In a large bowl, cream the softened butter and sugar together until light and fluffy.
Add the egg yolk, milk, and vanilla essence, and mix until well combined.
Gradually sift in the all-purpose flour and baking powder, mixing until a soft dough forms.
Divide the dough into two equal portions.
Leave one portion as is for the vanilla layer.
To the second portion, add the cocoa powder mixture (cocoa powder, milk, and melted butter) and knead until evenly incorporated.
Roll out the vanilla dough into a rectangle on a lightly floured surface.
Do the same for the chocolate dough. Try to make them roughly the same size.
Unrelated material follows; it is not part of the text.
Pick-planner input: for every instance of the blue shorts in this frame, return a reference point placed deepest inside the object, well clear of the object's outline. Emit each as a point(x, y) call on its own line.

Place the chocolate dough on top of the vanilla dough. Gently press to stick them together.
Starting from one edge, roll the layered dough tightly into a log shape. Wrap it in plastic wrap and freeze for at least ½ hour to firm up.
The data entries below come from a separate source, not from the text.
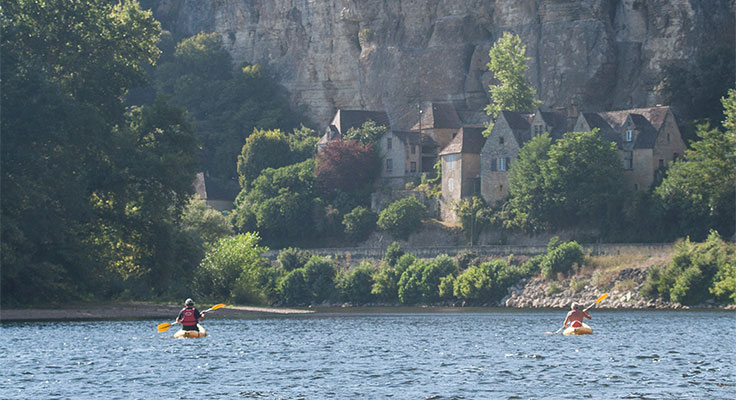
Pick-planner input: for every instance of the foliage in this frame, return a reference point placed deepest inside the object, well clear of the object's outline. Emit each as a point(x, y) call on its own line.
point(402, 217)
point(275, 205)
point(420, 282)
point(92, 191)
point(369, 133)
point(561, 259)
point(234, 269)
point(359, 223)
point(577, 183)
point(293, 258)
point(225, 103)
point(346, 166)
point(699, 191)
point(204, 225)
point(356, 285)
point(262, 149)
point(508, 64)
point(697, 272)
point(486, 282)
point(393, 253)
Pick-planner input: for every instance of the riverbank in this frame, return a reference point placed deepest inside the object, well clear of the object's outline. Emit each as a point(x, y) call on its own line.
point(132, 310)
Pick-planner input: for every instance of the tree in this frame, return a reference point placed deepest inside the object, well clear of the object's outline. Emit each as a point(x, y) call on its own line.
point(402, 217)
point(699, 191)
point(508, 64)
point(346, 166)
point(262, 149)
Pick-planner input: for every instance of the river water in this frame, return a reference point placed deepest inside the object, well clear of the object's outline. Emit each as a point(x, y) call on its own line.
point(488, 354)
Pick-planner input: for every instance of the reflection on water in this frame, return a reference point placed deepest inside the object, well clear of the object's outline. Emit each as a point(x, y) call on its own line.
point(480, 355)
Preheat your oven to 325°F (160°C) and line a baking sheet with parchment paper.
Remove the dough from the freezer and slice it into ¼-inch thick rounds. Arrange the cookies on the baking sheet, leaving a little space between each.
Bake for 15-20 minutes or until the edges are slightly golden.Allow the cookies to cool on the baking sheet for a few minutes before transferring them to a wire rack to cool completely.